Ingin sekali ia bertanya. Namun entah mengapa lidahnya kelu untuk menyuarakan hal itu. Terasa ada sesuatu tak kasat mata yang menghalangi dan mencegahnya untuk mengutarakannya.

Hingga berlangsung lama, Alfaero sudah tak tahan. Ia duduk dengan gusar. Rasa penasaran sudah membuncah dan tak terbendung lagi. Ia harus menyuarakan sesuatu.

"Papa kenapa?", hanya dua kata itu yang mampu ia sampaikan. Untuk saat ini lebih tepatnya.

Wira tersadar dari lamunannya. Ia beralih menatap sang putra, "Ah ya?"

"Papa kenapa?", ulangnya sekali lagi.
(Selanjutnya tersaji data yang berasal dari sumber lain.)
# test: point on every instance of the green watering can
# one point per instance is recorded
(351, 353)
Kini sudah jelas ada sesuatu yang mengganggu hingga ayahnya tidak mampu menangkap pertanyaannya, walau hanya dua kata yang ia lemparkan.

Wira menyerngit, "Kenapa apanya ya, Al?". Wira masih menatap lurus Alfaero dengan polos. Seolah tidak ada yang aneh dari dirinya.

"Dari Al liat, papa ngelamun terus. Ada masalah pa?". Alfaero bertanya hati-hati. Entah mengapa ia merasa itu bukan perkara yang mudah.

"Tidak ada. Hanya sedikit urusan perusahaan yang bikin papa kepikiran. Tapi bukan masalah besar. Bisa papa atasi kok", Wira berkilah. Bahkan ia menyunggingkan senyum tipis untuk menyempurnakan sesuatu yang ia tutupi.

"Oh, syukurlah", Alfaero ikut tersenyum lega atau lebih tepatnya memaksakan untuk kondisi itu. Kemudian mereka kembali melanjutkan makan malam dengan pikiran masing-masing.

Alfaero memang tidak sepenuhnya lega. Ada sesuatu yang mengganjal di benaknya. Ia merasa ada sesuatu yang ayahnya sembunyikan. Sesuatu yang entah mengapa membuatnya turut tak tenang. Sesuatu yang ia tak mengerti, namun cukup membuat hatinya gelisah.

****


~ Apa Salah Cinta ? ~


Pergerakan jarum jam waker yang di sertai bunyi dari atas nakas, menemaninya yang kini terjaga. Kedua kelopak matanya yang telah lelah, ternyata tidak cukup membantunya untuk segera terlelap. Pikirannya terus melayang pada kejadian siang tadi. Memaksa otaknya terus berpikir. Mencoba menelaah akan sesuatu, namun tak sedikitpun mendapati secercah makna yang tersirat.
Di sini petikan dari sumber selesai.